Le lendemain, Aline fit venir le meilleur neurologue de la ville à la maison du lac. Le médecin effectua un examen, posa de nombreuses questions, ordonna des tests et des scanners. « À en juger par les symptômes, votre mère a subi un AIT, un accident ischémique transitoire », dit-il à Aline en privé. « C’est arrivé très probablement au moment de sa disparition ou peu avant. Un mini-AVC peut se dérouler de manière presque asymptomatique. La personne ne comprend pas toujours ce qui lui est arrivé, mais les conséquences peuvent être graves. Dans le cas de votre mère, les zones du cerveau responsables de la mémoire à long terme ont été touchées. »

« Alors, elle ne se souviendra jamais de moi ? » La voix d’Aline tremblait.

« Je ne peux pas l’affirmer avec certitude. Le cerveau est un système complexe. Parfois, la mémoire est restaurée partiellement ou complètement. Parfois non. Il faut du temps, de la rééducation, le soutien des proches. Je prescrirai un traitement, des vitamines, des nootropiques, et surtout… entourez-la d’objets familiers, de photographies, d’histoires. Cela peut aider. »

Une semaine plus tard, ils déménagèrent dans la maison de la ville. Aline donna à Céline et Léo une suite séparée au deuxième étage. Elle engagea une nounou pour Léo et intégra Céline dans l’entreprise en tant que comptable. Céline se révéla être une excellente employée, attentive, responsable, apprenant vite. Élie, qui au début la traitait avec méfiance, admit un mois plus tard que c’était une décision réussie.

Léo, pendant que sa mère était au travail, restait à la maison avec la nounou et Béatrice. La femme âgée s’attacha au garçon et s’occupa de lui avec une telle tendresse que la nounou plaisantait souvent : « Je n’ai rien à faire ici. Madame Béatrice fait tout elle-même. »

Progressivement, très lentement, la mémoire commença à revenir.

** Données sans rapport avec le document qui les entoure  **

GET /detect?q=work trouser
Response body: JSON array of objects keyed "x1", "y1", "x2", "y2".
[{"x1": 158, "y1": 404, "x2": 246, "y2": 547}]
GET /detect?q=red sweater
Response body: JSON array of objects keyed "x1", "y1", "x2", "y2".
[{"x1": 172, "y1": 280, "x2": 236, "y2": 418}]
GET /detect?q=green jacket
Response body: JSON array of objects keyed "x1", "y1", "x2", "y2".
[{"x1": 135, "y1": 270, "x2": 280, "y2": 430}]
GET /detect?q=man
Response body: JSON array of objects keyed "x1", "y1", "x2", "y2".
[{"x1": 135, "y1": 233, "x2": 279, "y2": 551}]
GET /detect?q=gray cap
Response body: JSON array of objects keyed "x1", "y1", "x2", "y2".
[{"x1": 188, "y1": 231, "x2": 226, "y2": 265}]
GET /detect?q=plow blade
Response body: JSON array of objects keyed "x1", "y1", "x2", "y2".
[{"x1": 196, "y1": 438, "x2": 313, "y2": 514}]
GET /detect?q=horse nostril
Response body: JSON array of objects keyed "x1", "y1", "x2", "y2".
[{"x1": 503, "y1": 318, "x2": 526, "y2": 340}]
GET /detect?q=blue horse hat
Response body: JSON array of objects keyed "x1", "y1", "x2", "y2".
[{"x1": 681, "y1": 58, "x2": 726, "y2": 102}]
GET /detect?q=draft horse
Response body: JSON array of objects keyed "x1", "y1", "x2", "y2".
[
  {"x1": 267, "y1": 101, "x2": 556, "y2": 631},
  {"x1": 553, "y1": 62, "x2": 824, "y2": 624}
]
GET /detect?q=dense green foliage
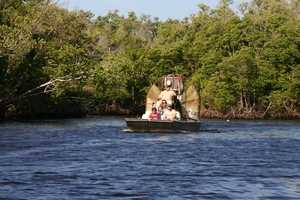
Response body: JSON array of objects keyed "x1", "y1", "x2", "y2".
[{"x1": 0, "y1": 0, "x2": 300, "y2": 118}]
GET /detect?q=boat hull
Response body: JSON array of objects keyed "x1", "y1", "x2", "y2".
[{"x1": 125, "y1": 118, "x2": 201, "y2": 133}]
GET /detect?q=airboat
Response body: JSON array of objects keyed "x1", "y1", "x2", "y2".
[{"x1": 125, "y1": 74, "x2": 201, "y2": 133}]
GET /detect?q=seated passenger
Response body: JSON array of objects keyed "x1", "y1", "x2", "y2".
[
  {"x1": 163, "y1": 104, "x2": 176, "y2": 120},
  {"x1": 156, "y1": 85, "x2": 176, "y2": 107},
  {"x1": 160, "y1": 100, "x2": 168, "y2": 112},
  {"x1": 149, "y1": 107, "x2": 159, "y2": 119},
  {"x1": 157, "y1": 106, "x2": 164, "y2": 119}
]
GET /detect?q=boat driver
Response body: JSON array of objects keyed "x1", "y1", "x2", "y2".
[{"x1": 156, "y1": 85, "x2": 176, "y2": 107}]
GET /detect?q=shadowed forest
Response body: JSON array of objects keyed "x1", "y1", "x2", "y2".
[{"x1": 0, "y1": 0, "x2": 300, "y2": 119}]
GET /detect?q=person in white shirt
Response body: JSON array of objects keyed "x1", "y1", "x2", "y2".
[{"x1": 156, "y1": 85, "x2": 176, "y2": 107}]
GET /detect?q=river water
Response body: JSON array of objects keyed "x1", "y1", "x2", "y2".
[{"x1": 0, "y1": 116, "x2": 300, "y2": 200}]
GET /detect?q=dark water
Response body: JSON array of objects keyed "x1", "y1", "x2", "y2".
[{"x1": 0, "y1": 117, "x2": 300, "y2": 200}]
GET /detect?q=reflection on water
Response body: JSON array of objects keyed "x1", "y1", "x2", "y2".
[{"x1": 0, "y1": 116, "x2": 300, "y2": 199}]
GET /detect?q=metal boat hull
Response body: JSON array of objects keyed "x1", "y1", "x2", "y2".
[{"x1": 125, "y1": 118, "x2": 201, "y2": 133}]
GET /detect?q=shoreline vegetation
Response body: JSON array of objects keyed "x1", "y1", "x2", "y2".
[{"x1": 0, "y1": 0, "x2": 300, "y2": 120}]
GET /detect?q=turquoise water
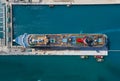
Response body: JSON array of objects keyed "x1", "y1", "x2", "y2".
[{"x1": 0, "y1": 5, "x2": 120, "y2": 81}]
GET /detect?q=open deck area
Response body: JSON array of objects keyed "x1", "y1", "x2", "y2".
[{"x1": 0, "y1": 0, "x2": 111, "y2": 56}]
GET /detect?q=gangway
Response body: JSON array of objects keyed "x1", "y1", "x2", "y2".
[{"x1": 108, "y1": 50, "x2": 120, "y2": 52}]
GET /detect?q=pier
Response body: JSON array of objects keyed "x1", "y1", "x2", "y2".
[{"x1": 0, "y1": 0, "x2": 113, "y2": 56}]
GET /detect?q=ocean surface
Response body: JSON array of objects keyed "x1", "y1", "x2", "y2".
[{"x1": 0, "y1": 5, "x2": 120, "y2": 81}]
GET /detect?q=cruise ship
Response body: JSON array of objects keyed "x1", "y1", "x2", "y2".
[{"x1": 13, "y1": 33, "x2": 107, "y2": 50}]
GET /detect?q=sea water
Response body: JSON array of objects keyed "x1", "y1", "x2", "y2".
[{"x1": 0, "y1": 5, "x2": 120, "y2": 81}]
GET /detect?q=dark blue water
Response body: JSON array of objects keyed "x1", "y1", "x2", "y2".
[{"x1": 0, "y1": 5, "x2": 120, "y2": 81}]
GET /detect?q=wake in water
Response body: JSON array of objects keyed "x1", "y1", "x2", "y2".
[{"x1": 98, "y1": 29, "x2": 120, "y2": 33}]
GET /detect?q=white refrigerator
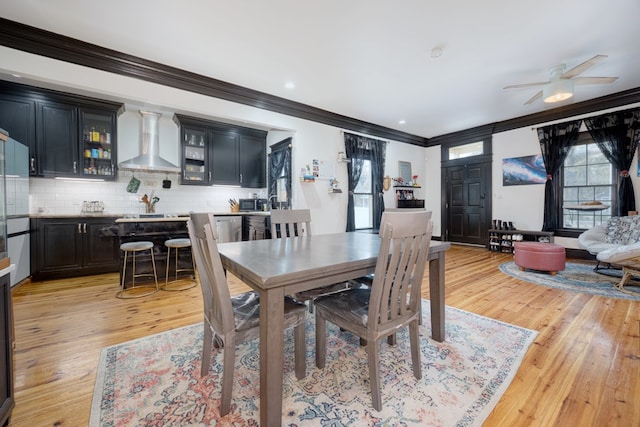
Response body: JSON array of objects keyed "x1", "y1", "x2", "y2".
[{"x1": 5, "y1": 136, "x2": 31, "y2": 286}]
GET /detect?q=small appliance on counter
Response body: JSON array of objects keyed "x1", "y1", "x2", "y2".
[{"x1": 238, "y1": 199, "x2": 269, "y2": 212}]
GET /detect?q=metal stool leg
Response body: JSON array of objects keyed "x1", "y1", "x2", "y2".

D’abord, Béatrice se souvint de son amie Élisabeth, puis de l’adresse de la maison où elle vivait avec sa fille. Puis, d’Aline elle-même. C’est arrivé trois mois après le déménagement. Aline rentra du travail et sa mère l’accueillit sur le seuil avec un sourire. « Aline, ma fille », dit-elle simplement. « Tu m’as tellement manqué. » Et elles s’étreignirent, pleurant toutes deux de bonheur.

Béatrice ne se souvenait pas des détails des trente dernières années, mais elle se souvenait de l’essentiel : qu’elle avait une fille qu’elle aimait.

Maintenant, elles vivaient toutes ensemble dans la grande maison. Céline travaillait et reprenait peu à peu confiance en elle. Léo grandissait en un garçon sain et heureux. Béatrice se rétablissait et se souvenait de quelque chose de nouveau chaque jour.

Pour la première fois depuis de nombreuses années, Aline sentit qu’elle avait une vraie famille. Pas celle dictée par les obligations et le devoir, mais une créée par l’amour et le soutien mutuel. Un an plus tard, par un doux après-midi de printemps, la maison résonnait des rires de Léo qui poursuivait un ballon dans le jardin, sous le regard attendri de sa « mamie » Béatrice. Céline, rentrant du travail, rejoignit Aline sur la terrasse, deux verres de vin à la main. En regardant la scène, Aline sourit. Elle n’était plus seule. Elle avait trouvé la famille qu’elle avait toujours désirée, de la manière la plus inattendue qui soit, prouvant que même après les plus longues attentes et les plus profonds chagrins, le bonheur pouvait enfin trouver son chemin.